You should try to eliminate or minimize the Wait Time for the synchronization objects with the highest Wait Time (or longest red bars, if the bar format is selected) and Wait Count values.
VTune Amplifier also detects the Wait time spent in the synchronization construct while CPU is active (Spin time). If the Spin time exceeds the threshold set up by Intel architects for your processor type, the VTune Amplifier highlights these values in pink in the grid views or flags them in the Summary window. For example:
Use this metric to discover which synchronization objects are spinning. Consider adjusting Spin Wait parameters, changing the lock implementation (for example, by backing off then de-scheduling), or adjusting the synchronization granularity.
The Timeline pane at the bottom of the Bottom-up/Top-down Tree windows shows the thread behavior in your application and how CPU Usage, GPU Usage and Thread Concurrency metrics are changing over time.
The time during which the applications threads were actively running shows up as a dark-green band on the timeline. The time threads were spending waiting for a particular object shows up as in light-green. Hover over a band to see information on a wait object.
To analyze the data, select the problem area and zoom in to selection using the context menu options. For example, in the figure below the concurrency level is poor and a big number of transitions cause a lot of waits. You may double-click the transition line, switch to the source view, and analyze the code for this particular area. To understand what your application was doing during each wait, select the Zoom In and Filter In by Selection context menu option for a range of your interest in the timeline, and the VTune Amplifier will filter in the related objects in the Bottom-up grid. The Call Stack pane is also automatically updated to show a call stack of the selected type for a function where this wait occurred.
You can identify issues with the call sequences in your application and improve performance by revising the way functions are called. The following methods to locate potential issues are available:
Top-down Tree pane: Analyze the Total and Self time data for callers and callees of the hotspot function to understand whether this time can be optimized.
Call Stack pane: Identify the highest contributing stack for the synchronization object(s) selected in the Bottom-up or Top-down Tree panes. Use the navigation buttons to see the different stacks that called the selected synchronization object(s). The contribution bar shows the contribution of the currently visible stack to the overall time spent by the selected synchronization object(s). You can also use the drop-down list in the Call Stack pane to view data for different types of stacks.

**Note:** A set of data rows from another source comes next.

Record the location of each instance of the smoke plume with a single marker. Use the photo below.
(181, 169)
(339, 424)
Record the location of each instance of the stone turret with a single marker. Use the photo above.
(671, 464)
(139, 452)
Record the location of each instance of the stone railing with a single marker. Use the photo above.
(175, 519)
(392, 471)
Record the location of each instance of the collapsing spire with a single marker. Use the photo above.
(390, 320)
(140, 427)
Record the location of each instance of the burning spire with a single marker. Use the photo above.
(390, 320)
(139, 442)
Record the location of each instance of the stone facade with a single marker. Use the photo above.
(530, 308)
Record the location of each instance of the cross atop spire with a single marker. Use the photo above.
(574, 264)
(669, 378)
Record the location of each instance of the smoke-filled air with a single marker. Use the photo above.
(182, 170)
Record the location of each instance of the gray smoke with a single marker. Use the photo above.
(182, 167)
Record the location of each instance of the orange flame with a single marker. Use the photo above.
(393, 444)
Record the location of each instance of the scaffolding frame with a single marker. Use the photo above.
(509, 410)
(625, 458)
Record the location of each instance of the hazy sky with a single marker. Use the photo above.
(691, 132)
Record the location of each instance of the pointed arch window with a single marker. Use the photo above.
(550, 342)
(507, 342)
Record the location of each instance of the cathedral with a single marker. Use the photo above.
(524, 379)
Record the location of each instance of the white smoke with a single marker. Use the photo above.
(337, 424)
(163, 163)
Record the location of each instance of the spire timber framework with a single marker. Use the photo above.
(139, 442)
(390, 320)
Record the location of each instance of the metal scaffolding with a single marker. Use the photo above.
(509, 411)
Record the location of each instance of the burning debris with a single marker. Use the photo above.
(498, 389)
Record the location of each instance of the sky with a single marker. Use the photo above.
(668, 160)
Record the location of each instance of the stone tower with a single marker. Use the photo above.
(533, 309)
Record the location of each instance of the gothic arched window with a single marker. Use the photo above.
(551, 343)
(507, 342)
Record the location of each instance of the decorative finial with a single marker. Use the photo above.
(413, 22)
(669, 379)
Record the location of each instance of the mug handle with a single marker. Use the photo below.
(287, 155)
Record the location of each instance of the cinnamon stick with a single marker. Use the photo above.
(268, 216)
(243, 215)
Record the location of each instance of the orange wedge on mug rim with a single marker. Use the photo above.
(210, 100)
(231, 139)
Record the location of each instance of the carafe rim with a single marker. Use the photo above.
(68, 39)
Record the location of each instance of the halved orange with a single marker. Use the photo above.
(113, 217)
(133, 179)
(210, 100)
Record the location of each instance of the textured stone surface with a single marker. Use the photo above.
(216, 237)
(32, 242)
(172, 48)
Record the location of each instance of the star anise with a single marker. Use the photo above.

Double-click the hottest synchronization object (with the highest Wait Time and Wait Count values) to view its related source code file in the Source/Assembly window. From the Timeline pane, you can double-click the transition line to open the call site for this transition. You can open the code editor directly from the VTune Amplifier and edit your code.
Run the comparison analysis to understand the performance gain you obtain after your optimization.
Run an advanced event-based sampling analysis to identify hardware issues affecting the performance of your application.